Dès qu'ils arrivent...

Où vont-ils l'avoir touché ? À l'épaule ? À la jambe ? Dans le dos ?

    De l'impatience

C'est pour son bien... cela doit être fait...

        L'angoisse d'une mère

Une mélodie fredonnée en pensées, sur le point de devenir ensorcelante une fois entonnée.

            Ils ne devraient plus tarder...

Hum hum hummm....

   Ce n'est qu'un léger empoisonnement...

    L’image de différentes blessures.

  En dehors de la reine, une Furtive, un Guérisseur et une Sirène se tenaient prêt à prendre en charge Son Altesse. Un cinquième partisan, un Chanteur, se trouvaient également devant la porte, dans le couloir, afin d'étouffer tous les sons venant de l'intérieur. Pourtant, le choc les frappa tous lorsque Son Altesse et la Voyageuse apparurent au milieu de la pièce.

  Qu'est-ce que...

  Mais...

  –Quelqu'un ! s'écria la Voyageuse.

  Revenant à elle dans un spasme, la Télékinésiste déploya ses pouvoirs. Un cri échappa au Prince lorsque la pression invisible s'abattit sur son épaule déboîtée.

  –Mon poignard, reprit la Voyageuse, en faisant un signe de la tête vers son arme tombée au sol.
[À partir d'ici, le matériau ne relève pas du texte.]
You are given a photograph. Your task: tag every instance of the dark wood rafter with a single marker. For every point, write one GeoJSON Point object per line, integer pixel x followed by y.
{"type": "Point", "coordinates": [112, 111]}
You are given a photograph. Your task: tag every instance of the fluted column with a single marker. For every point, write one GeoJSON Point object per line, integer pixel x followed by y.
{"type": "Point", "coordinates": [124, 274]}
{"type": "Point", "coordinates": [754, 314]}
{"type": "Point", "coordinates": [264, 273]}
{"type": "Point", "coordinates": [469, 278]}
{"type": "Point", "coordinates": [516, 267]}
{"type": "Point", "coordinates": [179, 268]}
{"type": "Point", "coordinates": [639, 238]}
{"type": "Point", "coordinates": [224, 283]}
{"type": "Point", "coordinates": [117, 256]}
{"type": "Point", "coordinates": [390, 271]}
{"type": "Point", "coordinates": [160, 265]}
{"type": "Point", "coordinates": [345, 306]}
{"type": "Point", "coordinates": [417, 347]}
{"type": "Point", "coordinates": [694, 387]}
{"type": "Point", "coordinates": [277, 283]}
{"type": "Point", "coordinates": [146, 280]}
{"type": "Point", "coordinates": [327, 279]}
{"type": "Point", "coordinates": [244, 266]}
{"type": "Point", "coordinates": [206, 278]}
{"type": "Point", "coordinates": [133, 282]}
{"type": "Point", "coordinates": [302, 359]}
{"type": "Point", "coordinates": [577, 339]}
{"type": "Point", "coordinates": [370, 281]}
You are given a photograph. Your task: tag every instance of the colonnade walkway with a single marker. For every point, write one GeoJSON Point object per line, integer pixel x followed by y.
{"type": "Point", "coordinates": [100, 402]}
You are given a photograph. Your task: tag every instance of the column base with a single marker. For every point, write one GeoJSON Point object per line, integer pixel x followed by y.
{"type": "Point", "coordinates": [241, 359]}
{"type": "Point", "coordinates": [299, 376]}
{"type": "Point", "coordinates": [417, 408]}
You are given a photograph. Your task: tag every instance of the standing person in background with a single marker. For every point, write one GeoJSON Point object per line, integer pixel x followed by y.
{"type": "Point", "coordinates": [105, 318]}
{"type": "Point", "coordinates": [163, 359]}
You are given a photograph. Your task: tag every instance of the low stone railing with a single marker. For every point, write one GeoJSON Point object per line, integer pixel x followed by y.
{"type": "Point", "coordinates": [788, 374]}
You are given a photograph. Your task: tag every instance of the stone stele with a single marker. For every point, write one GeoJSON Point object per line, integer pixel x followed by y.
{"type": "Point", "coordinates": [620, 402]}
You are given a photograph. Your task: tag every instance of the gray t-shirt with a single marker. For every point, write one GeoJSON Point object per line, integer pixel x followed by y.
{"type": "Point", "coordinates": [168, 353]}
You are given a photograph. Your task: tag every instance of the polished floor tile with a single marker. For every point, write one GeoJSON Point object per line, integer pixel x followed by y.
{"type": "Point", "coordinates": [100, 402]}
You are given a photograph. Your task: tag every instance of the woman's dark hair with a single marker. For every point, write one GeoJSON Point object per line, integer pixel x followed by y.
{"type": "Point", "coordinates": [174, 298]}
  Cette fois-ci, ce fut le Guérisseur qui se reprit. Alors qu'il courait vers l'arme, je me glissai dans la tête de la Télékinésite, rassemblant mes forces, rejetant la douleur que j’allais ressentir avec cette seconde attaque psychique.

  –Par la Déesse, Magdalena, que se passe-t-il ? s'exclama la Princesse Valkyria.

  Je l'ignorai, comme j’ignorai la reine, qui demandait à la Voyageuse ce qu'il s'était passé, pendant que son fils se débattait pour se libérer des deux partisanes. Écraser un esprit me demandait trop de concentration.

À la Déesse les plans de mon père !

  Je retins brusquement mon attaque, surprise par ce nouvel éclat de la Marquise Piemysond.

      Il n'est peut-être pas trop tard.

Je ne le laisserai pas tout gâcher en la gardant.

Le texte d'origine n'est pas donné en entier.